They’re a little later than usual this year because of the cold spring we’ve had, but our first broad beans, picked today, were delicious eaten simply, simmered for four minutes in salted water, drained and served with olive oil, chopped garlic and fresh mint. I ate some of them raw and they were good like that as well since they were so young and tender.

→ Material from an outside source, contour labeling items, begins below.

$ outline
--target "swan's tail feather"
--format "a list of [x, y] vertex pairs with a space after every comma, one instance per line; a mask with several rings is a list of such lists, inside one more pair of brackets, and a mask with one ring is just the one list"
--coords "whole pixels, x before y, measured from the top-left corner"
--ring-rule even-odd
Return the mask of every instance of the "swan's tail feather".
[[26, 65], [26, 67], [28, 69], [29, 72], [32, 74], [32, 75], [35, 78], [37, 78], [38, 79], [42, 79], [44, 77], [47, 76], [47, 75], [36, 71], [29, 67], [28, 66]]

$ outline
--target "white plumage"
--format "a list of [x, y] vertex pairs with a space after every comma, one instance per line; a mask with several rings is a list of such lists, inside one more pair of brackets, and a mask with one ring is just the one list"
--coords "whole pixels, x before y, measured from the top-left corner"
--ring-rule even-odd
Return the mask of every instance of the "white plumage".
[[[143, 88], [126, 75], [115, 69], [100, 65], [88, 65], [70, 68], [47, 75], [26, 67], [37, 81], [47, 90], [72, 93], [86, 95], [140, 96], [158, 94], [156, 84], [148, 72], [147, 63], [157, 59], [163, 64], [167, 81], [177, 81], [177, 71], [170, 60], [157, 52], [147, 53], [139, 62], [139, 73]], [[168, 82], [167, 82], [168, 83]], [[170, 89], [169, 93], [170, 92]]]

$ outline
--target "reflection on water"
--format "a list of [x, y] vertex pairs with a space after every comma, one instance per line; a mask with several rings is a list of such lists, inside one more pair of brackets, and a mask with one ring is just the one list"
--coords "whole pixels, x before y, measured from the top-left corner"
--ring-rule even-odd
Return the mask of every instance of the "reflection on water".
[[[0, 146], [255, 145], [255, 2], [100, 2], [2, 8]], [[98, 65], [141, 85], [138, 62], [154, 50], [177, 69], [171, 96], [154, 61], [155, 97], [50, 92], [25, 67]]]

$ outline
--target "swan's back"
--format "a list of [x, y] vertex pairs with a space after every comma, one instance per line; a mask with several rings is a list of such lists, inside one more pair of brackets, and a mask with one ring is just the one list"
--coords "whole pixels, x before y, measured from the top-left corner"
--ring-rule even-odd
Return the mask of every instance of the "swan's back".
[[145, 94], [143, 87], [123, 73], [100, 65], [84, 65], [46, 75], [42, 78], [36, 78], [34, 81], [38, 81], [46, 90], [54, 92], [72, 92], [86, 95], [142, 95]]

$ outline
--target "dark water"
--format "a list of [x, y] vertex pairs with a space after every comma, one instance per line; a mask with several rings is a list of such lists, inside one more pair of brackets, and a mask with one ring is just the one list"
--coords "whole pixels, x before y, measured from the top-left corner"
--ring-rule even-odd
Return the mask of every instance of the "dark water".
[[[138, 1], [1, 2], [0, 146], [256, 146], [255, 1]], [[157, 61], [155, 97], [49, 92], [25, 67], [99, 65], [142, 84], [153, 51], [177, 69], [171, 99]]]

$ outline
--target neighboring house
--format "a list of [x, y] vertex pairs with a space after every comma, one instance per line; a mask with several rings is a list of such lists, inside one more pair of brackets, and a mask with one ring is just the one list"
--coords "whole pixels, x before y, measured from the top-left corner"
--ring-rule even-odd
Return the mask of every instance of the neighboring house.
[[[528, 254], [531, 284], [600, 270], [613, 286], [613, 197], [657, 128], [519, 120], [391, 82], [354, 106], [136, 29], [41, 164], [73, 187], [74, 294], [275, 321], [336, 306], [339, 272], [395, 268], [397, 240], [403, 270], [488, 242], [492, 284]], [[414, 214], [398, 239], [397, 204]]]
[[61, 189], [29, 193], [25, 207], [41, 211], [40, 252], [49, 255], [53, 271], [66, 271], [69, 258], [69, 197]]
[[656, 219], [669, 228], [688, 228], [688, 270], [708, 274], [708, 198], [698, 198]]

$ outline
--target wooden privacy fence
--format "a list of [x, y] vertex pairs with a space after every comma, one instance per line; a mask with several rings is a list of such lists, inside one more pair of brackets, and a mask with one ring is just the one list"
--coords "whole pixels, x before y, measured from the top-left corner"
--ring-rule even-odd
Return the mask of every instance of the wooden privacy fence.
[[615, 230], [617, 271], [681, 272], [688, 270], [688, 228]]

On the way back from the garden on a detour through the vineyards to the north of the village I saw a pair of hoopoes on the ground among the vines. They’re very difficult to photograph, I’ve found, because they’re very shy. As they flew away I grabbed my camera and did what I could. This was the best of a blurry lot, showing the beautiful markings across the wings:
I don’t make many cakes and puddings, usually preferring fresh fruit for dessert, but sometimes all the ingredients come together to make one irresistible suggestion and this is what happened this morning. I’d bought some very good-value ground almonds (in the supermarket, too, where I don’t usually buy much food) that had been ground with the skins left on them so they looked nicely natural and speckled with dark brown flecks. At the market this morning the fruit grower from Fouzilhon, the tiny village just up the hill from here, was there setting out his punnets of strawberries at half the price of the other market stall and locally grown. And we had some cut pieces of pear that had proved unripe in the fridge. So I made a cake base with 100 grams of flour, 100 grams of ground almonds, 75 grams of sugar, a teaspoon of bicarbonate of soda, two eggs and two tablespoons of olive oil, whizzed up in the food processor and put into a cake tin, then baked for 20 minutes in the oven at 200 C. While it was cooking I poached the peeled slices of pear in white wine and sugar to make a syrup and cut some of the strawberries in half. Once the cake was ready and had cooled a little, I assembled it all and poured over the syrup.